(26 Aprile 1986) Esplode la centrale nucleare della città di
Cernobyl, nell'allora Unione Sovietica. A causa di alcuni errori del personale e leggerezza di
alcuni dirigenti, durante un azzardato test di sicurezza, si
fonde il nocciolo del reattore numero 4, che esplode disperdendo nell’aria materiale radioattivo.

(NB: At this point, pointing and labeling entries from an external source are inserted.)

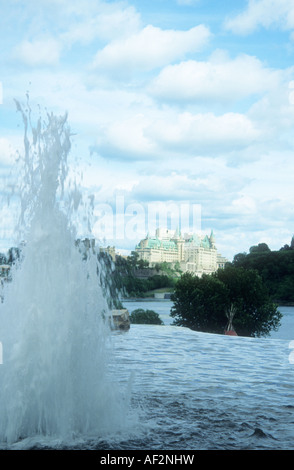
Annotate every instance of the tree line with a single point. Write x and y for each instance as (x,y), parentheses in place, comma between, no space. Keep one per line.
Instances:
(276,269)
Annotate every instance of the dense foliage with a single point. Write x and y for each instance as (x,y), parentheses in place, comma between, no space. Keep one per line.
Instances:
(275,267)
(126,280)
(202,304)
(146,317)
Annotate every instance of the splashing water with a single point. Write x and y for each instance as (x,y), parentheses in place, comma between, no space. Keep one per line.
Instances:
(54,380)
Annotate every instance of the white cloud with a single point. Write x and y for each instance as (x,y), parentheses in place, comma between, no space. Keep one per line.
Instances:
(109,23)
(219,79)
(168,134)
(264,13)
(7,152)
(187,2)
(39,52)
(152,47)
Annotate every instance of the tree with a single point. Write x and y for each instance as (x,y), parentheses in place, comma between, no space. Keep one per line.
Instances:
(202,304)
(147,317)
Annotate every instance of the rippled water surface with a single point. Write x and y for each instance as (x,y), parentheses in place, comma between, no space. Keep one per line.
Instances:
(198,391)
(203,391)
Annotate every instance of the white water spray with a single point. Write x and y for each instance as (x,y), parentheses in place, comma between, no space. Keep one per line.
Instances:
(54,380)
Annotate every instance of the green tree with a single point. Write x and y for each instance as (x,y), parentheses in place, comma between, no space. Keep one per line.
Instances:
(147,317)
(202,304)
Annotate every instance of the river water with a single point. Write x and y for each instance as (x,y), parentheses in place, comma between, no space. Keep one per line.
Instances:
(203,391)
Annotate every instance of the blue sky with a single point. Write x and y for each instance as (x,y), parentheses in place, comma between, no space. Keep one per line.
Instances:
(172,102)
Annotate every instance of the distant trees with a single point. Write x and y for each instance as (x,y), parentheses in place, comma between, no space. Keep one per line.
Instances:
(146,317)
(276,269)
(202,304)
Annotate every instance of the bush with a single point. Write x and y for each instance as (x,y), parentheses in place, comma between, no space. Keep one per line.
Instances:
(147,317)
(202,303)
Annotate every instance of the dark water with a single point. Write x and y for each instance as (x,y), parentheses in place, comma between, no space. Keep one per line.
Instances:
(198,391)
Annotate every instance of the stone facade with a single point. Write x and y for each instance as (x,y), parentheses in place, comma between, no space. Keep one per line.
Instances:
(194,253)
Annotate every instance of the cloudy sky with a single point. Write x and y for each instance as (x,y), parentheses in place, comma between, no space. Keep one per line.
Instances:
(187,105)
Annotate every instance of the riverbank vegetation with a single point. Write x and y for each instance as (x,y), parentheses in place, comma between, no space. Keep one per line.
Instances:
(206,304)
(276,269)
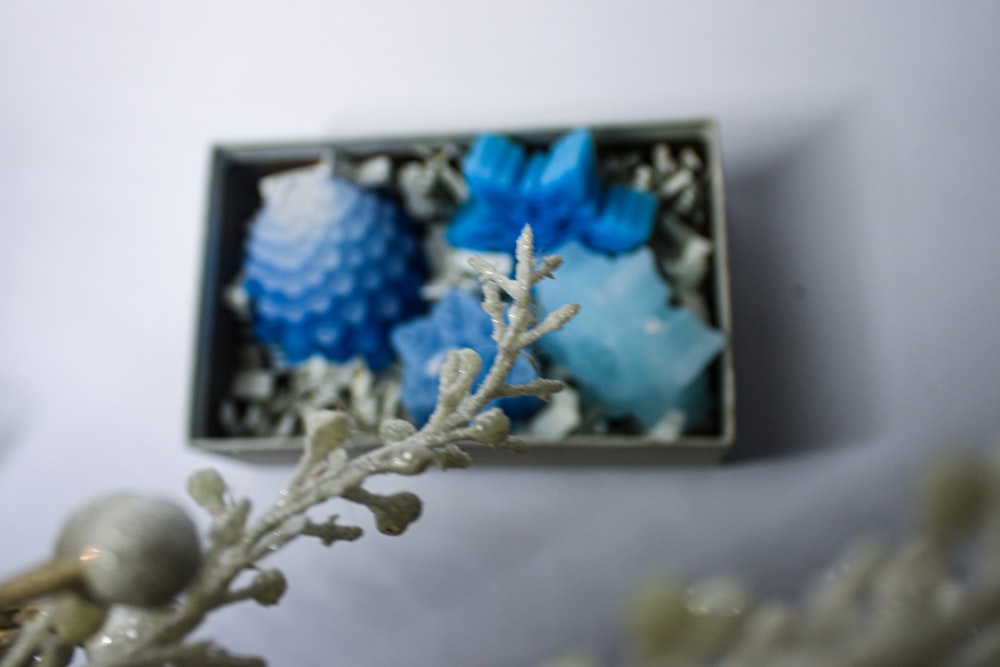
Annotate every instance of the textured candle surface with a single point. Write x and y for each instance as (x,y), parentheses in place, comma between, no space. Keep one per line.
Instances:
(330,268)
(629,350)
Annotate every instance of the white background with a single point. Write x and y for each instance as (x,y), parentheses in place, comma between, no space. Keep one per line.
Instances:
(862,149)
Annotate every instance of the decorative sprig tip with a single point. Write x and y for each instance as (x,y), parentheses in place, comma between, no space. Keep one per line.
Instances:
(230,573)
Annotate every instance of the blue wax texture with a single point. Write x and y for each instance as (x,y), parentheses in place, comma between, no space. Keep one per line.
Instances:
(456,321)
(330,269)
(557,192)
(628,349)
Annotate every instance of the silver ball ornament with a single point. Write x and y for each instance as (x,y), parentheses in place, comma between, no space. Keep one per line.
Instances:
(133,550)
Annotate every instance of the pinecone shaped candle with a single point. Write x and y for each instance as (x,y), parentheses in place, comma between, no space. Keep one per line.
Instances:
(330,268)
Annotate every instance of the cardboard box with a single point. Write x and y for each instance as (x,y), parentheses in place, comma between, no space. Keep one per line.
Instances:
(233,198)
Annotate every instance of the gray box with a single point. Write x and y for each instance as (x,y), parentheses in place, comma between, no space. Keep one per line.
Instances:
(233,198)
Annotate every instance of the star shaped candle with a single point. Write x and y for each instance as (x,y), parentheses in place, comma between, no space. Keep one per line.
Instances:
(557,192)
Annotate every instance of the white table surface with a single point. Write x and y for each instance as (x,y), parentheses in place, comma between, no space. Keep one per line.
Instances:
(861,142)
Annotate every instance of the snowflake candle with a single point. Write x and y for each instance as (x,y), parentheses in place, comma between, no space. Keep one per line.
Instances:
(557,192)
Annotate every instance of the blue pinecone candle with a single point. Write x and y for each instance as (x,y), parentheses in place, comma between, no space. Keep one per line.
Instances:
(330,268)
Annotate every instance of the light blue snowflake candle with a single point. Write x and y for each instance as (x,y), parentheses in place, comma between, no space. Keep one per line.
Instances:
(330,268)
(456,321)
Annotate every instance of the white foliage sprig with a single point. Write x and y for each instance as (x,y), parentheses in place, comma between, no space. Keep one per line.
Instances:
(132,636)
(933,601)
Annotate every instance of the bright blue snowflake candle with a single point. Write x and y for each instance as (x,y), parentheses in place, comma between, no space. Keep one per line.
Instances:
(330,268)
(628,350)
(557,192)
(456,321)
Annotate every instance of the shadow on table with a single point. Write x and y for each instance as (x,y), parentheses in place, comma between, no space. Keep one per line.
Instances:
(800,265)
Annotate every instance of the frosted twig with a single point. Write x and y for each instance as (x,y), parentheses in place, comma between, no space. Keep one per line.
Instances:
(325,471)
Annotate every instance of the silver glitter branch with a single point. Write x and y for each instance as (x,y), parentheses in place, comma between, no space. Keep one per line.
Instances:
(131,636)
(933,601)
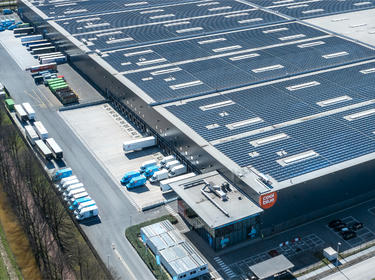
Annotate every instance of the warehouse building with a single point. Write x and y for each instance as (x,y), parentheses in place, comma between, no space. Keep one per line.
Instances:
(177,256)
(283,110)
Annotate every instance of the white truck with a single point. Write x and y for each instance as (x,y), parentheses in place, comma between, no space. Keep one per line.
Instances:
(88,212)
(41,130)
(172,164)
(147,164)
(72,187)
(138,144)
(31,134)
(70,194)
(177,170)
(63,180)
(29,111)
(20,112)
(164,185)
(67,184)
(77,196)
(159,175)
(166,159)
(84,205)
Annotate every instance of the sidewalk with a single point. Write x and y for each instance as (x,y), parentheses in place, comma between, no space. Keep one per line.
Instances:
(345,262)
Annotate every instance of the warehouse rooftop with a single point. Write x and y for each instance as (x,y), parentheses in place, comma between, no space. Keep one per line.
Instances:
(210,205)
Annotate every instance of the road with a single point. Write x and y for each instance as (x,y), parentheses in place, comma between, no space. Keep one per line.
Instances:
(116,212)
(361,271)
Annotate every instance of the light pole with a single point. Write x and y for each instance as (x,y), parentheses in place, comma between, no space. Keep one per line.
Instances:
(338,253)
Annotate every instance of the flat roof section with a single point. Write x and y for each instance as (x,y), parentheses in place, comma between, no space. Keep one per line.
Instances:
(182,69)
(57,10)
(315,8)
(356,25)
(213,210)
(271,267)
(279,128)
(131,28)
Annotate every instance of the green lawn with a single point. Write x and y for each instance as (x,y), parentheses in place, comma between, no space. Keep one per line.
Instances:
(133,235)
(3,270)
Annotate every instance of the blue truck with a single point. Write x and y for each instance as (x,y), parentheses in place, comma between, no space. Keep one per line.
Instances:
(62,173)
(128,176)
(151,170)
(136,182)
(77,202)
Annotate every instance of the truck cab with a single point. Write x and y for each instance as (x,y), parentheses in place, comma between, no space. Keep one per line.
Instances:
(136,182)
(172,164)
(79,201)
(147,164)
(63,173)
(167,159)
(83,206)
(88,212)
(177,170)
(128,176)
(159,175)
(150,171)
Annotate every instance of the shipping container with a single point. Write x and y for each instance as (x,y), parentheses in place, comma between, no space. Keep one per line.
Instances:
(41,67)
(43,150)
(29,111)
(41,130)
(10,104)
(31,38)
(24,30)
(35,42)
(20,113)
(57,59)
(138,144)
(37,46)
(43,50)
(164,185)
(55,148)
(31,134)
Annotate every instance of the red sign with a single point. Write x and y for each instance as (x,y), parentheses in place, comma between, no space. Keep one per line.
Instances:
(268,200)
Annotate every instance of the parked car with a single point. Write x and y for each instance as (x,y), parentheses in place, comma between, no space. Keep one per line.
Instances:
(348,235)
(340,226)
(334,223)
(356,226)
(273,253)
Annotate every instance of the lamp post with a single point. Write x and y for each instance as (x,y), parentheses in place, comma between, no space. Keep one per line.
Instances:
(338,253)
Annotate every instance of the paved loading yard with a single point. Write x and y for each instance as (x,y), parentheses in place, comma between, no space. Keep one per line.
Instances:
(104,137)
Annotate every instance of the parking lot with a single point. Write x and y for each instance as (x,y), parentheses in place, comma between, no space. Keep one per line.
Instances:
(104,137)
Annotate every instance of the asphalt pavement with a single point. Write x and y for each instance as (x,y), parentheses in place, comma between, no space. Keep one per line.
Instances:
(116,212)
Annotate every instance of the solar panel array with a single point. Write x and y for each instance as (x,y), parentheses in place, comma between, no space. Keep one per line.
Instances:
(290,118)
(206,60)
(303,9)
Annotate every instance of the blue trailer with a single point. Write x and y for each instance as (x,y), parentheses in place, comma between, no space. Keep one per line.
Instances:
(62,173)
(7,12)
(151,170)
(128,176)
(136,182)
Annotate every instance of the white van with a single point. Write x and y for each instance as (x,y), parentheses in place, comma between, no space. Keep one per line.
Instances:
(84,205)
(147,164)
(70,194)
(88,212)
(68,184)
(77,196)
(73,187)
(172,164)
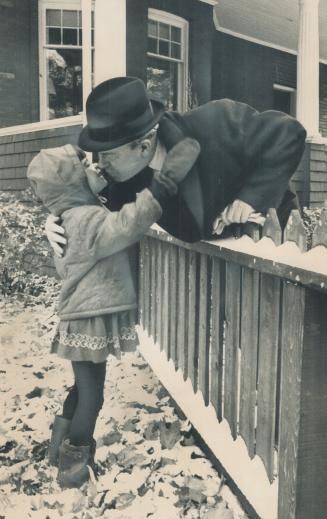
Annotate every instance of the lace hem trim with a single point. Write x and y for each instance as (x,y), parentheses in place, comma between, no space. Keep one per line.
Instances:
(79,340)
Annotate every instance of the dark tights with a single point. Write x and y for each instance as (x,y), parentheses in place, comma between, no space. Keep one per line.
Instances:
(84,400)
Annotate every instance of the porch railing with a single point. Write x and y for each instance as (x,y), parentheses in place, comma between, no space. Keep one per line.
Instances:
(237,331)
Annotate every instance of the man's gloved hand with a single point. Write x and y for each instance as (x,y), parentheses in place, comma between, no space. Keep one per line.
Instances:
(178,162)
(55,234)
(236,212)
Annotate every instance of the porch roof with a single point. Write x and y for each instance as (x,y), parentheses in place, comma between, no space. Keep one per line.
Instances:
(270,23)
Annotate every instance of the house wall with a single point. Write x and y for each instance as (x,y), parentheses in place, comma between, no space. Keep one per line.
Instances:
(246,72)
(16,152)
(201,36)
(18,62)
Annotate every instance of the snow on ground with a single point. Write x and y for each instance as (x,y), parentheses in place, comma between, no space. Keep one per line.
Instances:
(148,464)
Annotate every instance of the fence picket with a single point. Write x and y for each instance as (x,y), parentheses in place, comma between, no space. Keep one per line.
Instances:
(191,368)
(141,296)
(217,335)
(295,230)
(159,292)
(165,302)
(320,231)
(303,424)
(232,312)
(267,370)
(249,356)
(147,287)
(173,310)
(153,279)
(181,312)
(203,330)
(272,228)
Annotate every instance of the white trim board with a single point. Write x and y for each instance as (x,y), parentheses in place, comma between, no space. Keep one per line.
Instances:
(232,454)
(210,2)
(75,120)
(259,42)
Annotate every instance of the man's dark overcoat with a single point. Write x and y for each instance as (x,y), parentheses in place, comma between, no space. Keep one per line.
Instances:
(244,154)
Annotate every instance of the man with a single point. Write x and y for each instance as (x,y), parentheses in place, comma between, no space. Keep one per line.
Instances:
(247,158)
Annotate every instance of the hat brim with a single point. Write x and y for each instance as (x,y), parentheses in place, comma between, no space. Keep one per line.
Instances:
(86,142)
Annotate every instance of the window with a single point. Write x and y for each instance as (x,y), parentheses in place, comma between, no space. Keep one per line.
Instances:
(284,99)
(167,58)
(61,78)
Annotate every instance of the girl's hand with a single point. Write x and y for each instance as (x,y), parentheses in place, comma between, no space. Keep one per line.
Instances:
(55,235)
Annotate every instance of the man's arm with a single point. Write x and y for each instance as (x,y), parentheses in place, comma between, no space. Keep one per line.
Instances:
(273,147)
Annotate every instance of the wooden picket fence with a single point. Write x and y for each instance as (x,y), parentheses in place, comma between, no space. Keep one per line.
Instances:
(236,330)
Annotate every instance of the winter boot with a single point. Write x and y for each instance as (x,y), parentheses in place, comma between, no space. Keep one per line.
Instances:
(60,430)
(73,463)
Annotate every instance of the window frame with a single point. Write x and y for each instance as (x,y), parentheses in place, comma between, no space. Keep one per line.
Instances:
(292,92)
(176,21)
(43,6)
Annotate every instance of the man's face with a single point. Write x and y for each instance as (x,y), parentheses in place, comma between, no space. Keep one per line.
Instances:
(126,161)
(122,163)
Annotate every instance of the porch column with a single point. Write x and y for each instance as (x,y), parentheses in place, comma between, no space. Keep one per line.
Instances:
(86,50)
(110,39)
(308,67)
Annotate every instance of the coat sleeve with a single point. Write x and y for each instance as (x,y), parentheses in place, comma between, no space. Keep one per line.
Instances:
(273,147)
(103,237)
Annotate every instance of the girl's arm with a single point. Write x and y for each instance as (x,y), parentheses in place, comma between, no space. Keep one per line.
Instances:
(104,236)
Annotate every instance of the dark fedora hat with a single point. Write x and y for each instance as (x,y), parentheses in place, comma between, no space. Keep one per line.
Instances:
(118,111)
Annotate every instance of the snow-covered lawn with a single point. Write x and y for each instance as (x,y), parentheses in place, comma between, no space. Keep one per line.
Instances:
(148,464)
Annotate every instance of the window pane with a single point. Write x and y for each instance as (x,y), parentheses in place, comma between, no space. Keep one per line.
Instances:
(162,80)
(70,18)
(69,36)
(176,34)
(152,45)
(164,31)
(153,28)
(64,82)
(54,17)
(164,48)
(175,51)
(53,36)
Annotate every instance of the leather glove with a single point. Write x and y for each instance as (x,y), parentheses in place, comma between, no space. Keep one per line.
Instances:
(178,162)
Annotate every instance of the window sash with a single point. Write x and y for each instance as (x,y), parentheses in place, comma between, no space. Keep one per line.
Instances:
(62,5)
(161,17)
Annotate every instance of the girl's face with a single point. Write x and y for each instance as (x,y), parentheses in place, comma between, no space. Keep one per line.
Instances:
(95,179)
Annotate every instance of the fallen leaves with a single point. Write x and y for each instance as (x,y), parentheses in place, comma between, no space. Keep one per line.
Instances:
(148,464)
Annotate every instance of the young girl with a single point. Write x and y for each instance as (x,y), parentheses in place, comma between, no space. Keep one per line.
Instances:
(97,299)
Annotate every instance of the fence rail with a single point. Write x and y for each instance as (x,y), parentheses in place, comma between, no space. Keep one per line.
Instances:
(241,324)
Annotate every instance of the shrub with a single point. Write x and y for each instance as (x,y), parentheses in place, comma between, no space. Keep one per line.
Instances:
(22,233)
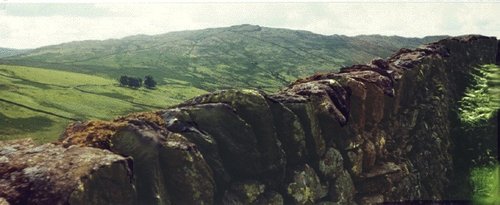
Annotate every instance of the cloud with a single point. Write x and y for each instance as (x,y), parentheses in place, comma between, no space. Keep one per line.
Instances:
(30,25)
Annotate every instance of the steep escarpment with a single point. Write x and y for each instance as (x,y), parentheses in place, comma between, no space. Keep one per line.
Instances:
(368,134)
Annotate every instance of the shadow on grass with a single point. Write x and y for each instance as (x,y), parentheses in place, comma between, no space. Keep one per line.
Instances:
(18,125)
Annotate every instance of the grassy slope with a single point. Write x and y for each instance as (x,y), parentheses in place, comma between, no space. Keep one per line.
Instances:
(478,114)
(238,56)
(77,81)
(39,103)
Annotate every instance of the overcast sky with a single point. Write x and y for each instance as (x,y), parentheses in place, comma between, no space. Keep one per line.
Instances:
(34,25)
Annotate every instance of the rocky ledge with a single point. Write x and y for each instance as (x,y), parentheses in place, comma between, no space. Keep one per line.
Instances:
(367,134)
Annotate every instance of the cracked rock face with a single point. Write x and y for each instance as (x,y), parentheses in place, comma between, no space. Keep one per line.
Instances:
(51,174)
(365,135)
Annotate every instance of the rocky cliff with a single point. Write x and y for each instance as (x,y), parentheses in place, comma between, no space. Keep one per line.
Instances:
(368,134)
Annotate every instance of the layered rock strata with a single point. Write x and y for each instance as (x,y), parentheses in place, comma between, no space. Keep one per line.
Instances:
(367,134)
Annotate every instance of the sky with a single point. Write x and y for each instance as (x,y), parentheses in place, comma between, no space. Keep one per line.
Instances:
(31,25)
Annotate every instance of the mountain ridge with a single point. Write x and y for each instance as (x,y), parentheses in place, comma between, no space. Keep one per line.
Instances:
(210,58)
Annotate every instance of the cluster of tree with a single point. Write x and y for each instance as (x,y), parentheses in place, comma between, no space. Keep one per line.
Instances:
(136,82)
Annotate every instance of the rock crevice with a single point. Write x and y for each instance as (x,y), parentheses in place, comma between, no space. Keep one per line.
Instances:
(367,134)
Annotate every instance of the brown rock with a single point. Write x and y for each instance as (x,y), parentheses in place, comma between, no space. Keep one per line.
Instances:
(51,174)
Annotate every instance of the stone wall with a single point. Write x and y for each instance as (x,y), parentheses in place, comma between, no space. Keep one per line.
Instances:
(367,134)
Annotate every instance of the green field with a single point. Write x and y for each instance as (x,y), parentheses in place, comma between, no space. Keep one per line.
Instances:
(39,103)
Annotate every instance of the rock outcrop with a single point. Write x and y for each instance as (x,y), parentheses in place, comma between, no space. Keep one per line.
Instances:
(367,134)
(51,174)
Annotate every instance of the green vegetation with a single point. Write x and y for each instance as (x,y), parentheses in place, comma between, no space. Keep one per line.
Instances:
(39,103)
(486,183)
(243,56)
(479,116)
(44,89)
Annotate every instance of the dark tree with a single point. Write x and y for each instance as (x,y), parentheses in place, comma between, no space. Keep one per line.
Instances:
(135,82)
(124,80)
(149,82)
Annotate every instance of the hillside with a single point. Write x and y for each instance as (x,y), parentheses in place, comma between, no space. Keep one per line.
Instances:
(239,56)
(413,129)
(6,52)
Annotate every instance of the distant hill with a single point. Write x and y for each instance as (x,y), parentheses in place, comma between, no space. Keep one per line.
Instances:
(6,52)
(246,56)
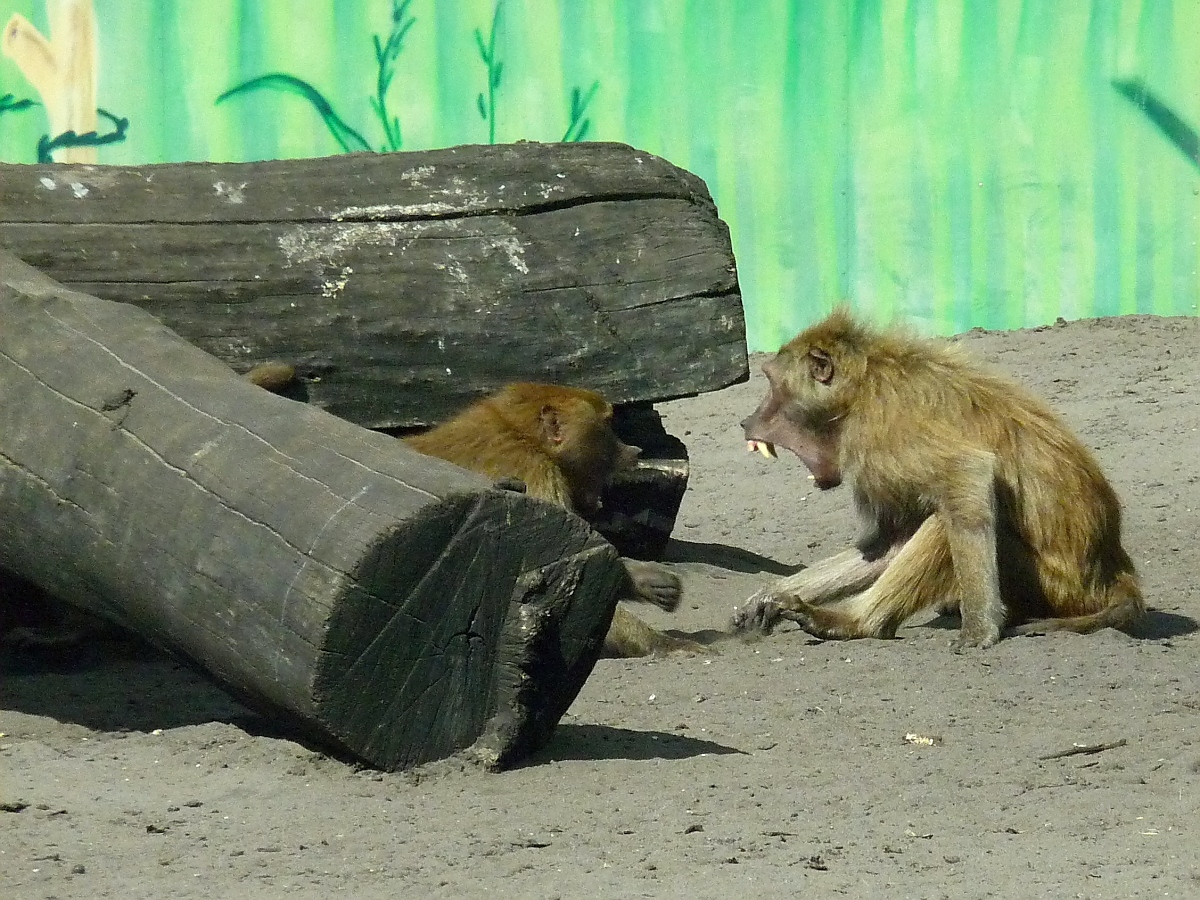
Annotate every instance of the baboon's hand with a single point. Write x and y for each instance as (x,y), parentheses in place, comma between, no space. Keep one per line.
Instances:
(978,636)
(654,583)
(759,613)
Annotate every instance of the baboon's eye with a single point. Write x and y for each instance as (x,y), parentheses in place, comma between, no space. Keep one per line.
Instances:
(820,366)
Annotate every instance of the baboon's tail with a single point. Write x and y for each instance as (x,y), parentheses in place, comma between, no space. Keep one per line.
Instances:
(1125,606)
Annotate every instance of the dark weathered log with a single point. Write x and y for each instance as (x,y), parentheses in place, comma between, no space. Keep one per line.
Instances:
(407,285)
(639,508)
(393,604)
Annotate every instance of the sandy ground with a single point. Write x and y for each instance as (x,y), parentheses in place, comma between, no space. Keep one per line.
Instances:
(777,768)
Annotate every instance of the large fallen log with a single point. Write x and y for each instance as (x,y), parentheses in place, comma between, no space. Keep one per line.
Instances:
(405,286)
(388,603)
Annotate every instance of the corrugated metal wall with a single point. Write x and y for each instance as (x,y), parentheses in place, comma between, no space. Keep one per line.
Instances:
(957,162)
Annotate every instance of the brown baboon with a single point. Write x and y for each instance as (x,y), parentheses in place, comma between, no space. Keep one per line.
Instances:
(559,442)
(972,492)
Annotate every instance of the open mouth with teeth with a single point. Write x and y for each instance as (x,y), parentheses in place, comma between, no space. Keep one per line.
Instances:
(763,447)
(823,469)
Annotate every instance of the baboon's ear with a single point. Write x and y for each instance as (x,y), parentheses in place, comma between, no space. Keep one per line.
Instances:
(820,365)
(551,424)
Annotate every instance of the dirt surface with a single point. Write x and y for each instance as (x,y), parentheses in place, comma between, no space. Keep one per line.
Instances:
(775,768)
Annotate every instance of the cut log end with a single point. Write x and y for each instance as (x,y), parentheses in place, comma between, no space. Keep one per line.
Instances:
(484,652)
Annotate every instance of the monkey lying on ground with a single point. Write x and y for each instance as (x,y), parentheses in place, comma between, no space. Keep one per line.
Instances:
(973,495)
(559,442)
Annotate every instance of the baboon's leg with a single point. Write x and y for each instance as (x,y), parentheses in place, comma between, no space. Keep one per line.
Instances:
(832,579)
(921,575)
(967,510)
(629,636)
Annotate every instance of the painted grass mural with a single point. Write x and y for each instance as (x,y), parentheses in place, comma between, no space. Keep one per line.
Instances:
(957,162)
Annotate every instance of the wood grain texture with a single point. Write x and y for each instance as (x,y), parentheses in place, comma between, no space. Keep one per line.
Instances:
(403,286)
(388,603)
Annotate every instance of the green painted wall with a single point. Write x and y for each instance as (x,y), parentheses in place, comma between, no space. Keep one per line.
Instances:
(955,162)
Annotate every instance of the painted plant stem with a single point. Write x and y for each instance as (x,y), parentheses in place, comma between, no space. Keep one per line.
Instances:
(577,126)
(387,53)
(495,67)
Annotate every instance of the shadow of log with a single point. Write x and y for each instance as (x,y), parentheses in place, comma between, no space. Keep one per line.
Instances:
(605,742)
(725,557)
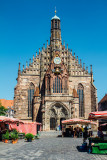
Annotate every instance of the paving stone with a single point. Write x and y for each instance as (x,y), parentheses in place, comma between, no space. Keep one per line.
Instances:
(51,148)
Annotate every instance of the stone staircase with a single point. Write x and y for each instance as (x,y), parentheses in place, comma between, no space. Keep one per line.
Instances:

Nonostante la città di Cernobyl venga subito evacuata, le conseguenze per la
popolazione, oltre ai 65 morti accertati, sono molto pesanti e dureranno per
molti anni. Dall’esplosione si leva una nube tossica che sorvola gran parte
dell’Europa.
Le prime reazioni delle
fonti ufficiali tesero a minimizzare il possibile impatto delle radiazioni sul
territorio italiano. Durante una conferenza stampa ai primi di maggio la
rivista "La Nuova Ecologia" e la "Lega per l'Ambiente" resero invece noti dati che documentavano la presenza
preoccupante di radionuclidi su molte aree del Paese. Nei giorni successivi le autorità
vietarono perciò il consumo degli alimenti più a rischio come latte ed
insalata. Il 10 maggio a Roma una grande manifestazione popolare a cui
parteciparono più di 200.000 persone segnò il primo passo verso il referendum
che l'anno successivo portò all'abbandono dell'energia nucleare in Italia.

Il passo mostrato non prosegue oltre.